While, I’m guessing, many of you have your own memories of your bus-riding days in school, my memories are actually twofold and separated by nearly two decades.
During my early St. Charles days, indelibly etched in my mind is Green Bus No. 1. My bus stop was on the corner of Hazel and North Nixon avenues, a site accessible more quickly by cutting through the backyard of our 1525 Latham Avenue house as well the our over-the-back-fence neighbors on Hazel.
As for my times on the big yellow conveyance with, of course, green-painted bumpers, riding in it provided me early glimpses into human nature. I learned what a bully looks like, had my very first experience with that roller coaster pit-of-the-stomach feeling when a certain girl boarded, and found my first audiences for my own brand of juvenile comedy.
As for the bully, the first I’d seen in action, his name was Tom, older and physically bigger as bullies tend to be than my cohorts and me. One day, I watched him make my best friend Greg eat a dog biscuit.
When it came to my first crush, her name was Jennifer, and she had blonde hair. She came on the bus on the very next stop after mine. Of course, for me and my other equally smitten colleagues, we tried to gain her attention and favor by trying to make her laugh and when that didn’t work, picking on her. It seems so strange to me now that we somehow thought we’d be able to curry favor by calling her Whitey and telling her that she was a dreaded carrier of cooties.

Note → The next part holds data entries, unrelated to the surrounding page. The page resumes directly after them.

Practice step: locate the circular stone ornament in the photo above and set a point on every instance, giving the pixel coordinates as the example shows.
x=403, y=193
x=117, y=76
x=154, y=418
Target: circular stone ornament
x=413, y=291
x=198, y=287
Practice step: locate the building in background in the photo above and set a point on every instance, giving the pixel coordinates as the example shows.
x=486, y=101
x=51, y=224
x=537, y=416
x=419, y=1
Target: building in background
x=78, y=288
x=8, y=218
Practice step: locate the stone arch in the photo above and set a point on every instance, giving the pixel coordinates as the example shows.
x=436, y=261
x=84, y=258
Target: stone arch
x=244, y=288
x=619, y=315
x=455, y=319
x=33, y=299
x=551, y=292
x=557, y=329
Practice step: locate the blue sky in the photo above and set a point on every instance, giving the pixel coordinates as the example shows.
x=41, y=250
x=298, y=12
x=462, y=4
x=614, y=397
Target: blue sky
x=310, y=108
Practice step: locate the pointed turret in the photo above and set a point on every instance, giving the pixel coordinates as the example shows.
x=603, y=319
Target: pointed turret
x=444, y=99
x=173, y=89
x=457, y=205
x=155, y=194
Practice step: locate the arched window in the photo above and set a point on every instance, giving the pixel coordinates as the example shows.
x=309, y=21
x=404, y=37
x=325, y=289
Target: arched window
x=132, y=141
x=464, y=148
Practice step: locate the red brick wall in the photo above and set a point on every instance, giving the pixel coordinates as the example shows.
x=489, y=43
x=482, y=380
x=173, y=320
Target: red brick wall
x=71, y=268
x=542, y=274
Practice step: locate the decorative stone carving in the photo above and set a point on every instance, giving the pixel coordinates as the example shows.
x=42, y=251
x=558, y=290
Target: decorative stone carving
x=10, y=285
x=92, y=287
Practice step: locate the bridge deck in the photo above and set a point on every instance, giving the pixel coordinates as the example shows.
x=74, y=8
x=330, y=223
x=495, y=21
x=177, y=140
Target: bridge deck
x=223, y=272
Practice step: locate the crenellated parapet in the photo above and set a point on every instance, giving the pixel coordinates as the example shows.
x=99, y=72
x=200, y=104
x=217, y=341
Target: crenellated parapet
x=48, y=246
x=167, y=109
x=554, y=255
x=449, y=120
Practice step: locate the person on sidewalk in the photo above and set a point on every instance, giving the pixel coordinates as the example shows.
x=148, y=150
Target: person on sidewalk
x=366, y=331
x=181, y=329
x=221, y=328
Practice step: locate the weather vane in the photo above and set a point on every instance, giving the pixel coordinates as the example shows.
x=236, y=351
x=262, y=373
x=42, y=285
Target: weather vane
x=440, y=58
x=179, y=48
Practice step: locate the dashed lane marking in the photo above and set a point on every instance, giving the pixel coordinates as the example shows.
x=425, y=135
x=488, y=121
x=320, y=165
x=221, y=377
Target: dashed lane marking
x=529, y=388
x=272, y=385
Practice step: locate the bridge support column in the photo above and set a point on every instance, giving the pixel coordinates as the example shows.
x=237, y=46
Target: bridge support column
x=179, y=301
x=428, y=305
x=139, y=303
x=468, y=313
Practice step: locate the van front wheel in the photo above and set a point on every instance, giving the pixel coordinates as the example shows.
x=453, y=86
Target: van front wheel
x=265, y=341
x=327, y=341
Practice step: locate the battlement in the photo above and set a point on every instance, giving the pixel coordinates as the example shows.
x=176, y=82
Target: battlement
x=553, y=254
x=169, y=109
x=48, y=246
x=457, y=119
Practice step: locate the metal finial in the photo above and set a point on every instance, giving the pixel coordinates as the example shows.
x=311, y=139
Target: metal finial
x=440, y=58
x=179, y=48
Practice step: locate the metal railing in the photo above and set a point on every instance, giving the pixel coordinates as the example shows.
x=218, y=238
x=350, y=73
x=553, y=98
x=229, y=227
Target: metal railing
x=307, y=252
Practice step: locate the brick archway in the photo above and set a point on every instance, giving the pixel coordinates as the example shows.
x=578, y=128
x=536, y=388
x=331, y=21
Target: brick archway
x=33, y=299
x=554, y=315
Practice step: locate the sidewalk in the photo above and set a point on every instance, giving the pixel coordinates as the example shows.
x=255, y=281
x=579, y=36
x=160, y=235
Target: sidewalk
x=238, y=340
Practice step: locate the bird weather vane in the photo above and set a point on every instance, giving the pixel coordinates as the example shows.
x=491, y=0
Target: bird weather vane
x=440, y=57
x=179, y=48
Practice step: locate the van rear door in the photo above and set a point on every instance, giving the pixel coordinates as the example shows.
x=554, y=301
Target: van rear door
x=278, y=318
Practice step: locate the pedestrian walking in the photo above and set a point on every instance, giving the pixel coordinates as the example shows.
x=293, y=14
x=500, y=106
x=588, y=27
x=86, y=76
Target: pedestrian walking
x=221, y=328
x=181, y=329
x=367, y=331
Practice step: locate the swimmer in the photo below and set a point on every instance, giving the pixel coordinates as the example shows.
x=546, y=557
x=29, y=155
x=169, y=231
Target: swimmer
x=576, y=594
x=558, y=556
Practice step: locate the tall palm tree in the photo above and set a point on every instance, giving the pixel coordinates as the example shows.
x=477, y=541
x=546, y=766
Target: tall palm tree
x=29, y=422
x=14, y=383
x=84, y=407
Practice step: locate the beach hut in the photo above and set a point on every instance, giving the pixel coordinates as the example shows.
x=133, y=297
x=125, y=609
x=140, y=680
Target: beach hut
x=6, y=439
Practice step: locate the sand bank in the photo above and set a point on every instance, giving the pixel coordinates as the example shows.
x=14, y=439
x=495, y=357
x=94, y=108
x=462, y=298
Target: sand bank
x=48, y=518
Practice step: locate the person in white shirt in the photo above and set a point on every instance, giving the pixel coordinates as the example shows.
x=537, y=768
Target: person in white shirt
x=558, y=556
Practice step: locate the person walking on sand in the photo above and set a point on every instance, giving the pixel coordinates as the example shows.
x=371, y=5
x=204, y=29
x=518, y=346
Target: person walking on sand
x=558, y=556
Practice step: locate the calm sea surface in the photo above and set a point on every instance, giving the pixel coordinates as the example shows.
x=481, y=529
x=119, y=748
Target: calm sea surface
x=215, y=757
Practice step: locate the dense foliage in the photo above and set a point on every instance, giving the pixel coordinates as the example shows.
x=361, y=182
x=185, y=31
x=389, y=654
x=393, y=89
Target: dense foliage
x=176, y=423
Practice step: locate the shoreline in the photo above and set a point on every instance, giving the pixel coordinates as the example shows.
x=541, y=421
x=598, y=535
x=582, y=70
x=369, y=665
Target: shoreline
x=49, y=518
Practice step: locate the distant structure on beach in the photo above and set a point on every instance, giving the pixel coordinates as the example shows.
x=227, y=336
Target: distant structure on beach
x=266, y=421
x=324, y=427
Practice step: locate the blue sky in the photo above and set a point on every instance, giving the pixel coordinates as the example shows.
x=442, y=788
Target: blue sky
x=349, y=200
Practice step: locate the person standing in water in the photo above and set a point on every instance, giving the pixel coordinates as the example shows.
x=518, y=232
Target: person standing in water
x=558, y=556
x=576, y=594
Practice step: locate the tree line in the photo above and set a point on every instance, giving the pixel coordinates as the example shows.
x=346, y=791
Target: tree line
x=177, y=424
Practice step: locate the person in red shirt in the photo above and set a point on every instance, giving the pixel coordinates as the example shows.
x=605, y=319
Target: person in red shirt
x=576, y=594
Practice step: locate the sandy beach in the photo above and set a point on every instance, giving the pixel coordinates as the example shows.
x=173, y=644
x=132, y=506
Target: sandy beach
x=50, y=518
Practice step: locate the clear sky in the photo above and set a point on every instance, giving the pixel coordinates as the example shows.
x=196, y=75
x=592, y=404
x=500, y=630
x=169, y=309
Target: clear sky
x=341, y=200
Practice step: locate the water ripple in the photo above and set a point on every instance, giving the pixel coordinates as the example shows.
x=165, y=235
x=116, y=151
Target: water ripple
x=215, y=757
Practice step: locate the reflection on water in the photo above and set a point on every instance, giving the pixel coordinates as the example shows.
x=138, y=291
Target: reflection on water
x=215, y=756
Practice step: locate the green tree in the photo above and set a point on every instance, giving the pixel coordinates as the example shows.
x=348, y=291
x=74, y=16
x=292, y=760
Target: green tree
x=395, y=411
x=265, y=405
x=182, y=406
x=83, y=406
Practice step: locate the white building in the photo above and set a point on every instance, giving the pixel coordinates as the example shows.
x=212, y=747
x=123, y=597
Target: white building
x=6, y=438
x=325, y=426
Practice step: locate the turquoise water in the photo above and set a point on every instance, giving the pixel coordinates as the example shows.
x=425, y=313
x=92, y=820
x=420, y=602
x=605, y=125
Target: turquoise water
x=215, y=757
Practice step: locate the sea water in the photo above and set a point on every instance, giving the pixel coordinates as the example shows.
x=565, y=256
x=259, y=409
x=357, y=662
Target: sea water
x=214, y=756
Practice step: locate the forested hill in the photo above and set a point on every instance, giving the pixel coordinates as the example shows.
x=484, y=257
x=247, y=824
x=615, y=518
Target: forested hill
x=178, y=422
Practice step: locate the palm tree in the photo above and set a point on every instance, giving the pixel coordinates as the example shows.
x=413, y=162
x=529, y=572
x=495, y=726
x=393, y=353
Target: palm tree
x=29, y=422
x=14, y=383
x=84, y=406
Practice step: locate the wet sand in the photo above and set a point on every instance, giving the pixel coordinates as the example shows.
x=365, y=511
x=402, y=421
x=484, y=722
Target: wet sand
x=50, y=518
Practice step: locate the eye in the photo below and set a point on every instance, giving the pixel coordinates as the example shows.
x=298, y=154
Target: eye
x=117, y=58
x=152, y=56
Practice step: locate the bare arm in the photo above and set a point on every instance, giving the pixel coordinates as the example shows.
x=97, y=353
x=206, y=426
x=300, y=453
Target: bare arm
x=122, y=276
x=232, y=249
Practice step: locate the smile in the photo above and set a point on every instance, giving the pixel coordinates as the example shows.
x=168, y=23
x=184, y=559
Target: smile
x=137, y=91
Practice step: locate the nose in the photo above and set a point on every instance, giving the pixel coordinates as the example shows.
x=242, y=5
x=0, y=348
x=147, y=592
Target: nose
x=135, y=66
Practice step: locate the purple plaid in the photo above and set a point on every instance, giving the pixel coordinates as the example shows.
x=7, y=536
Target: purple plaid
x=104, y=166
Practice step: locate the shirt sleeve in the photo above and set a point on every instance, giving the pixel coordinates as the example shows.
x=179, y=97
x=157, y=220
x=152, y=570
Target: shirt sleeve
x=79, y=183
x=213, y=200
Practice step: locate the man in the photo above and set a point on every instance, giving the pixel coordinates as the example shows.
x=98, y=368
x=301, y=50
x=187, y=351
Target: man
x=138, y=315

Of course, as time evolved, I outgrew my Green Bus No. 1 when, by seventh grade my rite of passage, one shared by my pals Jim Fry, Tim Clark and Duane Reynolds, was riding a bike to school. By the time we matriculated to LCC, bikes were replaced by cars and I thought I’d seen the last of my school-bus days.
However, as the winds of fate blew, following my time at Miami, I became a teacher and coach, and, thus, came my reintroduction to school buses.
During my early teaching-and-coaching days at Perry High School, anyone who coached below the varsity level actually had to obtain a chauffeur license and drive his own team bus as a cost-cutting measure. I really wasn’t thrilled about that, but that’s the way it was.
I remember the school day I took the bus driver test. Without even a licensed driver to go with me, I was given the keys to a bus and told to drive out to the DMV on West Street and take the test. After arriving without incident, I promptly failed the test and drove back to school alone and angry. Later that week, I took it again and passed.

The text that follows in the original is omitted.